Today’s snippet comes from Book Three of The Black Wing Chronicles ~ BARRON’S LAST STAND.
Five years after HERO’S END, Bo has been hired by a crime boss to break his younger brother out of Akita Detention Center. Once safely outside the prison’s walls, they’ve made it back to her ship — Sundance — and are preparing to break grav. Things are about to get complicated. Bo is going to learn the picket ships are the least of her concern.
She called out instructions to her ship all the way to the flight deck. “Sundance, get the shields on-line right away. I want full weapons systems before we raise ship. How long before the sublights and repulsors are ready to break grav?”
Already the ship’s engines were rumbling with enough power to set the deckplates into a steady vibration.

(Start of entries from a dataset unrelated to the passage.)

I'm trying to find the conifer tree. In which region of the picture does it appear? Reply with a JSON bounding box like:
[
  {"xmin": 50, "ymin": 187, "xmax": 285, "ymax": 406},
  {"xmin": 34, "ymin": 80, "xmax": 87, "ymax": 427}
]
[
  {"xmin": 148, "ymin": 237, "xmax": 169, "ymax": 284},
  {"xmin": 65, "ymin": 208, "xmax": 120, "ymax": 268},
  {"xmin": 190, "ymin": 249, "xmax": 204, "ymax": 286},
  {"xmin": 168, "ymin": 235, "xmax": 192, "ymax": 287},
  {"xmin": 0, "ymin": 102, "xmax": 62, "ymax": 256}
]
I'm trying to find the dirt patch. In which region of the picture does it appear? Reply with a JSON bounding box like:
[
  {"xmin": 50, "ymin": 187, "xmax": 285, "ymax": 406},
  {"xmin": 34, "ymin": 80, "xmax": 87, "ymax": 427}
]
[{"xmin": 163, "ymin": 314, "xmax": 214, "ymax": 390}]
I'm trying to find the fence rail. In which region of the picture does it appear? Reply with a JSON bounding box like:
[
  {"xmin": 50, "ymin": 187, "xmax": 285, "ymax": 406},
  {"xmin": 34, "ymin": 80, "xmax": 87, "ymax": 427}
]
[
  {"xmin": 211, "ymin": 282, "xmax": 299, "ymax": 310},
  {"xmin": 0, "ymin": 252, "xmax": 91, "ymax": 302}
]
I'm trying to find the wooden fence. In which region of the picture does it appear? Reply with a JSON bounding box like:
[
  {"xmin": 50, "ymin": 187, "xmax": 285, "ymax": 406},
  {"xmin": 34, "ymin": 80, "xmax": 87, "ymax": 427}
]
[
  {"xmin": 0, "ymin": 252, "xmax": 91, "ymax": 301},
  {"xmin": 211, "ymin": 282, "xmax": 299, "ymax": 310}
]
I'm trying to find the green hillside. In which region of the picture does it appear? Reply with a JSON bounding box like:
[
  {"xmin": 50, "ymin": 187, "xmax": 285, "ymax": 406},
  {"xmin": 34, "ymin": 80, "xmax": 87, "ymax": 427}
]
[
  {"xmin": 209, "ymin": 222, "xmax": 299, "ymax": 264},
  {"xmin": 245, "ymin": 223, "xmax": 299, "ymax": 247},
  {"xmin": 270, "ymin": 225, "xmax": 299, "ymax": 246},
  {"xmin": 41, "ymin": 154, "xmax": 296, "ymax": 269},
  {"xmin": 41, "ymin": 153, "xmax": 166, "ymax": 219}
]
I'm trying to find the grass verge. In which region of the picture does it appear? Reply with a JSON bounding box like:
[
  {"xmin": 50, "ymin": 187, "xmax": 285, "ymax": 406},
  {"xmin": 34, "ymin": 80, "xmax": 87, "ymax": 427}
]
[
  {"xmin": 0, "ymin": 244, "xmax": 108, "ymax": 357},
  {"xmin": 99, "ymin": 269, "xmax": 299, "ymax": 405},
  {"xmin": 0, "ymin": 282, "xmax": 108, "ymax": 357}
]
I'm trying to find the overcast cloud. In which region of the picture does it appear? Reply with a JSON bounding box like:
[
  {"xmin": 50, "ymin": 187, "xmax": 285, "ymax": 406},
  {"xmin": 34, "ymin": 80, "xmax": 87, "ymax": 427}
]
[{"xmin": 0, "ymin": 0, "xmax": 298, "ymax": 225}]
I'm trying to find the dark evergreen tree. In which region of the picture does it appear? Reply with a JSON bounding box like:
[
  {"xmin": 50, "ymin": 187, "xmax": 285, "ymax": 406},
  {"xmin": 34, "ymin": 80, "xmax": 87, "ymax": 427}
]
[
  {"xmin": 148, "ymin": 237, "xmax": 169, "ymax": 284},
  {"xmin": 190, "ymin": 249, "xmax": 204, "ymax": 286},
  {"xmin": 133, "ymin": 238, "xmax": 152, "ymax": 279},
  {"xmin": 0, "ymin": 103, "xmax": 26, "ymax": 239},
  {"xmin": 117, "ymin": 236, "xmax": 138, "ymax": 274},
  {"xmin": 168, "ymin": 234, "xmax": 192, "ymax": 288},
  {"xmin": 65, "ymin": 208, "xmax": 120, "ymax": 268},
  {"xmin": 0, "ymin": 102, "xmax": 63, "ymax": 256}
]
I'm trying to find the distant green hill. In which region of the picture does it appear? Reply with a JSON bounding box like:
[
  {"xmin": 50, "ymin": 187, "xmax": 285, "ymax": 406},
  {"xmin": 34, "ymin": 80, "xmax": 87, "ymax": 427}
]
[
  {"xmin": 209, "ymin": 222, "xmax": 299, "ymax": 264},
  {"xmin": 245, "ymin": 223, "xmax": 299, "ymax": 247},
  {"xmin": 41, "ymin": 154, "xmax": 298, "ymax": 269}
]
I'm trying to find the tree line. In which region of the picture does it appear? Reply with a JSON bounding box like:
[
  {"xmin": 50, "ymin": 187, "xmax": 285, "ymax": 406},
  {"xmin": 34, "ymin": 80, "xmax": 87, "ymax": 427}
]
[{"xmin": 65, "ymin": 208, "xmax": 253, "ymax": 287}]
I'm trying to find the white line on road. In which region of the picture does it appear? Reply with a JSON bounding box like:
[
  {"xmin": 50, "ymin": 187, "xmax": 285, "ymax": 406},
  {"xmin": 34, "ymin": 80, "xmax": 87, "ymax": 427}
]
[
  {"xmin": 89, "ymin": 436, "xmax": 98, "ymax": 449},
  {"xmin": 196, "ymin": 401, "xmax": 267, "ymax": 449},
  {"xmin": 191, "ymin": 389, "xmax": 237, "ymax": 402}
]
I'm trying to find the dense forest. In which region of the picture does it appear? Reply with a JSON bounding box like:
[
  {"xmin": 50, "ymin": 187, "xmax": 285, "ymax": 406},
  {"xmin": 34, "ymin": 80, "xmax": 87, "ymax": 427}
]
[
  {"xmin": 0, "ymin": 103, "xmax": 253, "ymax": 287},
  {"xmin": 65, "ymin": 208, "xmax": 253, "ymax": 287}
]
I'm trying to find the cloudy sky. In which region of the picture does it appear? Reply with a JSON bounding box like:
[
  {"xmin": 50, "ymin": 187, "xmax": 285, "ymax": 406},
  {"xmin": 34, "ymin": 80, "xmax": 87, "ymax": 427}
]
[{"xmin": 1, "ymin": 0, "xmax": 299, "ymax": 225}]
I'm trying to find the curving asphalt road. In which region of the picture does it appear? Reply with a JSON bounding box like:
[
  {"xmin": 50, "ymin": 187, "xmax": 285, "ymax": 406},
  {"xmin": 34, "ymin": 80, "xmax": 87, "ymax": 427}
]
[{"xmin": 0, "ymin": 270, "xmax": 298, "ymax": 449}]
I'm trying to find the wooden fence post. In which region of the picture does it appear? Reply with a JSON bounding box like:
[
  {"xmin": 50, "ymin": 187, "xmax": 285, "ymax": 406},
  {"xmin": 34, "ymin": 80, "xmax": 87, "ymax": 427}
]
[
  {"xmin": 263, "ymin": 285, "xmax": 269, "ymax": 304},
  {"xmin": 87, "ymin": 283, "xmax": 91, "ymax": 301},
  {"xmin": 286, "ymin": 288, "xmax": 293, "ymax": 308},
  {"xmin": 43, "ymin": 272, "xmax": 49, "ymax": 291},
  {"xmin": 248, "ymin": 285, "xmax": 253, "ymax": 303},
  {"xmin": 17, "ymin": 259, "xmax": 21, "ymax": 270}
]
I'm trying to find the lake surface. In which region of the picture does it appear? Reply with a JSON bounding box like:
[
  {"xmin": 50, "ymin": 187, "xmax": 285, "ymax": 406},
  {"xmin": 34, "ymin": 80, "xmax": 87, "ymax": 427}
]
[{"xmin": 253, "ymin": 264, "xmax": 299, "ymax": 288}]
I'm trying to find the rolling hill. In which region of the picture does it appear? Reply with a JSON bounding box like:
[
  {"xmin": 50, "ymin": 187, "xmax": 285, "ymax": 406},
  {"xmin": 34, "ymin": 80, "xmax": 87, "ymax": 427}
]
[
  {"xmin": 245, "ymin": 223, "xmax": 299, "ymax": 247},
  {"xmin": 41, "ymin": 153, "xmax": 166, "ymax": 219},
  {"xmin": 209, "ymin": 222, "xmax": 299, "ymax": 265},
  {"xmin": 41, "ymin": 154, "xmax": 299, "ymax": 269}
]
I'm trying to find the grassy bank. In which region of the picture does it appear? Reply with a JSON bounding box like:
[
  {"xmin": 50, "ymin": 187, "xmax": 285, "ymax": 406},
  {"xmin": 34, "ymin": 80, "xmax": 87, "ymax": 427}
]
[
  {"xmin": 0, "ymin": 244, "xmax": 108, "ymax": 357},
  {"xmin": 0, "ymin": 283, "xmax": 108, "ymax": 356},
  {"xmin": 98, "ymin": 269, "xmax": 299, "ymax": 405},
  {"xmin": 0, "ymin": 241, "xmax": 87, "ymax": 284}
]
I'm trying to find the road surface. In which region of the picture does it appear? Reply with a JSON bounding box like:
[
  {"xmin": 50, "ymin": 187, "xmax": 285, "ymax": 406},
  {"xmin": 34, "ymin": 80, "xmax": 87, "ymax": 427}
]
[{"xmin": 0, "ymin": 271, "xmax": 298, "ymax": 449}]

“As soon as you strap in, Commander, and run your pre-flight, you may raise ship,” Sundance pertly replied.
Bo’s lips quirked at the subtle reminder to buckle up and run a systems check before even attempting to lift off.
“You’re as bad as Edge,” she chided her ship under her breath. But, dutifully, Bo fastened her g-locks as soon as she’d settled into the pilot’s seat.
That’s the snippet for the week. Thank you for stopping by. Please take the time to visit the other wonderful authors taking part in Science Fiction/Fantasy Saturday!
21 thoughts on “Saturday Snippet: Breaking Grav”
Sounds like she might have more problems with her own ship than the enemy!
It’s what she gets for programming the ship with her father’s voiceprint.
Oh, the computer was just trying to give a helpful reminder. It’s not like it was asking for a cup of coffee or something … you know, coffee sounds good right now. Be right back.
I can’t imagine what Sundance would want with coffee…but you’re right. Coffee does sound good right now.
Love the thought of Bo as a hired gun…heh. Great snippet.
Thanks! BLS was actually written first as a stand-alone. To me, she’s *always* been a hired gun! 😉
Well then, get all of these other books written so we can enjoy her as a hired gun. 😉
Safety first! Nice little snippet and a peek into book 3. 😀 i’m excited to read this already, and book 2. Oh, hurry!
I love how the ship has an attitude. Great snippet!
All ships need attitude. It keeps things interesting in the deep dark.
I think the ship should play public-service holos of what happens to naughty space renegades when they don’t properly buckle-up.
They get spanked?
Wait. But is spanking an effective deterrent?
Must all our answers be in the form of a question?
The interaction between her and the ship is fun to read, very engaging. It adds a lot to the snippet to know it’s her father’s voiceprint. Neat!
Thanks! I can’t wait to get to work on this one full-time.
There’s great action in this scene… I could picture her running up to the flight deck with the ship vibrating all around her.
Very nice additional information about the ship having her father’s voiceprint. 🙂 Nice snippet!
Ah space travel, one of my joys in imaginary life.